Robert Ellis Cahill,
Haunted Ships of
the North Atlantic

(Old Saltbox, 1997)

My zeal for stories of unexplained hauntings and my fascination with tales of the sea continues unabated. Consider, then, my delight upon discovering Robert Cahill's Haunted Ships of the North Atlantic, a slim volume that promised the best of both worlds.

It's true, I've been disappointed before, but Cahill delivers the goods in a book packed with narratives detailing the misfortunes of many sailing ships and the unexplained phenomena that have sometimes trailed in their wake. Famous ships such as Titanic and Mary Celeste are represented, sure, but often more fascinating are the lesser-known vessels like the ill-fated Great Eastern, the fiery Teazer and Young Teazer, Amaranth, Cyclops and Carroll A. Deering.

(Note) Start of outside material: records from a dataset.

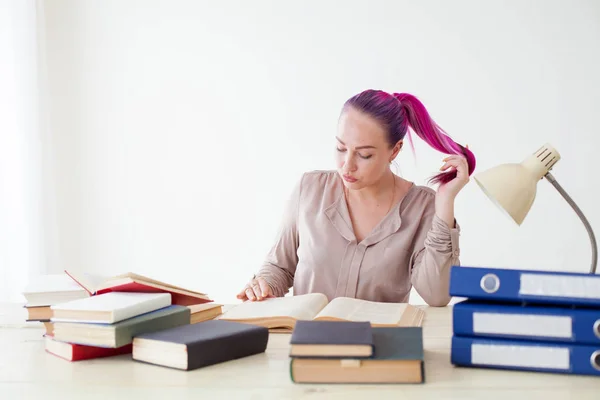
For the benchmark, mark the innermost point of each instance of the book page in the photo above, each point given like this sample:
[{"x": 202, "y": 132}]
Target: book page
[
  {"x": 303, "y": 307},
  {"x": 89, "y": 282},
  {"x": 116, "y": 280},
  {"x": 52, "y": 283},
  {"x": 361, "y": 310}
]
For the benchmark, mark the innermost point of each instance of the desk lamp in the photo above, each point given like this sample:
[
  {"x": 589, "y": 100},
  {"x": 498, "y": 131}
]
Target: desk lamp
[{"x": 512, "y": 187}]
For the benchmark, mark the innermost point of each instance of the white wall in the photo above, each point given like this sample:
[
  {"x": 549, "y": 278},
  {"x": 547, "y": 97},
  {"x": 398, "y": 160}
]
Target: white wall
[
  {"x": 21, "y": 195},
  {"x": 179, "y": 127}
]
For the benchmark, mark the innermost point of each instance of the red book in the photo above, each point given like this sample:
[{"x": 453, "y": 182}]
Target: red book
[
  {"x": 77, "y": 352},
  {"x": 131, "y": 282}
]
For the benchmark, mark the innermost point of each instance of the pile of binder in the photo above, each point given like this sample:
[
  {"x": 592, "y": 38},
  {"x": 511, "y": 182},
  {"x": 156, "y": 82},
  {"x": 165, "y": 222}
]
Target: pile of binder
[{"x": 526, "y": 320}]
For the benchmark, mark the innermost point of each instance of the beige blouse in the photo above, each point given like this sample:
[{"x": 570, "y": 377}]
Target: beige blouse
[{"x": 316, "y": 250}]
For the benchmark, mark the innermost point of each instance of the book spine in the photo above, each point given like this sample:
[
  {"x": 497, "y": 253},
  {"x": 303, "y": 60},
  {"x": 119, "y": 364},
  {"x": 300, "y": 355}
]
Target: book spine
[
  {"x": 125, "y": 334},
  {"x": 525, "y": 355},
  {"x": 139, "y": 309},
  {"x": 218, "y": 350}
]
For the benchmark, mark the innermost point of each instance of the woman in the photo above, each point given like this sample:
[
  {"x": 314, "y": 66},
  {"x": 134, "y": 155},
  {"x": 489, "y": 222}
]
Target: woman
[{"x": 361, "y": 231}]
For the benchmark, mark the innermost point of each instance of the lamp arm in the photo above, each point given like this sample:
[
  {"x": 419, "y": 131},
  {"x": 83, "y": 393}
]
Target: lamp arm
[{"x": 587, "y": 225}]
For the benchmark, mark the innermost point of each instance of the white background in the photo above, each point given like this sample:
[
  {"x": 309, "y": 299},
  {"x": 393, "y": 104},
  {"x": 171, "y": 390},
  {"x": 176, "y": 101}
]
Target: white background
[{"x": 173, "y": 131}]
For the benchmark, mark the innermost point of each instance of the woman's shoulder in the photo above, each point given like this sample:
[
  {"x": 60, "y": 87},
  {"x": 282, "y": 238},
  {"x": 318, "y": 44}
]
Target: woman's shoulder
[
  {"x": 421, "y": 197},
  {"x": 319, "y": 182}
]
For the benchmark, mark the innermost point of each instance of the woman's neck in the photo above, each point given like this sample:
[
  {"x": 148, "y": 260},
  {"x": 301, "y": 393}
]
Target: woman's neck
[{"x": 379, "y": 192}]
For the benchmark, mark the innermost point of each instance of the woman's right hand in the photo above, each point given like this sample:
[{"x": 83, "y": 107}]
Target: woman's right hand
[{"x": 255, "y": 290}]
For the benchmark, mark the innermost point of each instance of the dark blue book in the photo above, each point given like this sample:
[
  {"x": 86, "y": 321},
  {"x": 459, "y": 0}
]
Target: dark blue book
[
  {"x": 200, "y": 345},
  {"x": 525, "y": 286},
  {"x": 398, "y": 358}
]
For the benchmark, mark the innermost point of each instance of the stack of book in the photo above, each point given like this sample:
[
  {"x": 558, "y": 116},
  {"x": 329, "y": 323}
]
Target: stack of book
[
  {"x": 105, "y": 324},
  {"x": 355, "y": 352},
  {"x": 526, "y": 320},
  {"x": 86, "y": 320}
]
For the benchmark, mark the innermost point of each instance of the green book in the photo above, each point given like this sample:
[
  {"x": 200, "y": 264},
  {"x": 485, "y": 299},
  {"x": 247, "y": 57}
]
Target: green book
[
  {"x": 398, "y": 358},
  {"x": 121, "y": 333}
]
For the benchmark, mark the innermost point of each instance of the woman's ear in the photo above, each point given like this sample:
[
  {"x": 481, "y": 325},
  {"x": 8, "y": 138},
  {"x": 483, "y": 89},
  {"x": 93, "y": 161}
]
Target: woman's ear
[{"x": 396, "y": 150}]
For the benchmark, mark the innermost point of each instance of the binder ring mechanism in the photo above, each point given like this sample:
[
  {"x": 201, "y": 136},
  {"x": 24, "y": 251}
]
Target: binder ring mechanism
[
  {"x": 595, "y": 360},
  {"x": 490, "y": 283}
]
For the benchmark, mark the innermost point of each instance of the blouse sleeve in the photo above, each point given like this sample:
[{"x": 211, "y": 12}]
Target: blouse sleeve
[
  {"x": 279, "y": 266},
  {"x": 431, "y": 264}
]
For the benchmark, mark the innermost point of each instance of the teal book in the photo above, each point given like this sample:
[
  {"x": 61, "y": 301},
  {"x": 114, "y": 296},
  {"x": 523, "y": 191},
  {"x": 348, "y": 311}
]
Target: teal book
[
  {"x": 398, "y": 358},
  {"x": 121, "y": 333}
]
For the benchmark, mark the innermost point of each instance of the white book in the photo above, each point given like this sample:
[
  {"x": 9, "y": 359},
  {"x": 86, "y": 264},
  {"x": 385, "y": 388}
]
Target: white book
[
  {"x": 50, "y": 289},
  {"x": 110, "y": 307}
]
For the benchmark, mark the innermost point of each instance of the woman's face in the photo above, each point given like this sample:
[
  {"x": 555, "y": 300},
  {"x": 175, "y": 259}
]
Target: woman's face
[{"x": 363, "y": 153}]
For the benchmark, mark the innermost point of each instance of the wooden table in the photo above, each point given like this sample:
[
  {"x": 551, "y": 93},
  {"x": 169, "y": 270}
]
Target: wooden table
[{"x": 28, "y": 372}]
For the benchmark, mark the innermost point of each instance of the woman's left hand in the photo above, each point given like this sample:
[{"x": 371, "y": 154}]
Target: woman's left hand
[{"x": 450, "y": 189}]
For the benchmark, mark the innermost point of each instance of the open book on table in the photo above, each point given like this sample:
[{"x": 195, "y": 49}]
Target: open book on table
[
  {"x": 131, "y": 282},
  {"x": 281, "y": 313}
]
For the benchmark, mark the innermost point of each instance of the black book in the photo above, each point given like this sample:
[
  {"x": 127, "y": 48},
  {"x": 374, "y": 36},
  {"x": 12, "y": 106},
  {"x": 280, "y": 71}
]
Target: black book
[
  {"x": 398, "y": 358},
  {"x": 199, "y": 345},
  {"x": 330, "y": 339}
]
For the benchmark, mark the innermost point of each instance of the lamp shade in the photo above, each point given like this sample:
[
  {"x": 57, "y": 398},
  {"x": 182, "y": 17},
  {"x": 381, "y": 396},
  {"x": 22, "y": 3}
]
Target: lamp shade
[{"x": 512, "y": 187}]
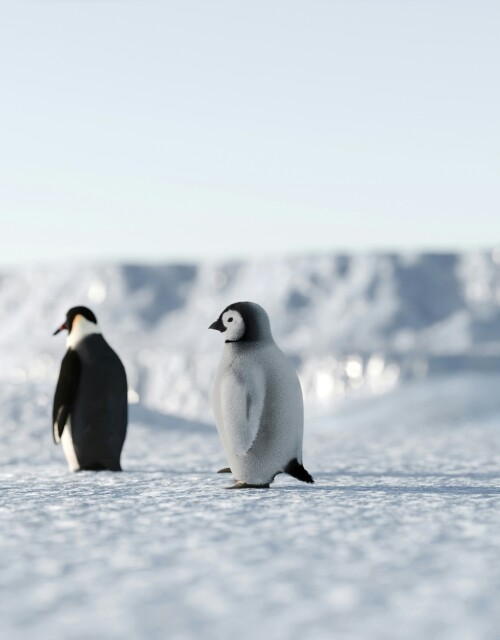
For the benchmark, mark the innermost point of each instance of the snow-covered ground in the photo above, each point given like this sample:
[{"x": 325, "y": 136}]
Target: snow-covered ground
[
  {"x": 399, "y": 359},
  {"x": 399, "y": 537}
]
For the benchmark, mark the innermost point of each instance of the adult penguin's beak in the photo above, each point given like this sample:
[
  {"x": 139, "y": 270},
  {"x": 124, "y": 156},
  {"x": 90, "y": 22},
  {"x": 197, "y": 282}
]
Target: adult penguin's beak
[
  {"x": 61, "y": 328},
  {"x": 217, "y": 325}
]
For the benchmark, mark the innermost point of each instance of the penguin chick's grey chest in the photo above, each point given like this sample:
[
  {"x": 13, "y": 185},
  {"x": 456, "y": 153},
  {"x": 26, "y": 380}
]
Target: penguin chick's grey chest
[{"x": 257, "y": 400}]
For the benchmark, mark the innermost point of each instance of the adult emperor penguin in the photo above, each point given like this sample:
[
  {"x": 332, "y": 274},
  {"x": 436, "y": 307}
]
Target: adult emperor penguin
[
  {"x": 90, "y": 404},
  {"x": 257, "y": 400}
]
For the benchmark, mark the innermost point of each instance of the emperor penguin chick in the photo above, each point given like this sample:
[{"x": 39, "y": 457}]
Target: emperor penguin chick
[
  {"x": 257, "y": 400},
  {"x": 90, "y": 410}
]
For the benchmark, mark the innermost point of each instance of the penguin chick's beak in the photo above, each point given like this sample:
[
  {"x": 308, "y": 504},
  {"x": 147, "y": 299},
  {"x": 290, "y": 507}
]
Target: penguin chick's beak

The book details premonitions and forerunners of disaster, ghostly appearances, vanishing passengers and murderous crews. Some stories come with explanations, or at least theories, while others are still unexplained. Either way, whatever documentation is available is presented here, be it survivors of a mishap at sea, eyewitnesses from the shore or another ship, naval records or other account from the era.

The book is thin, only 88 pages, and there are a few more typos than I prefer to see, but I found Haunted Ships to be an exciting read nonetheless. There are plenty of maritime mysteries here to sate the appetites of the most avid readers.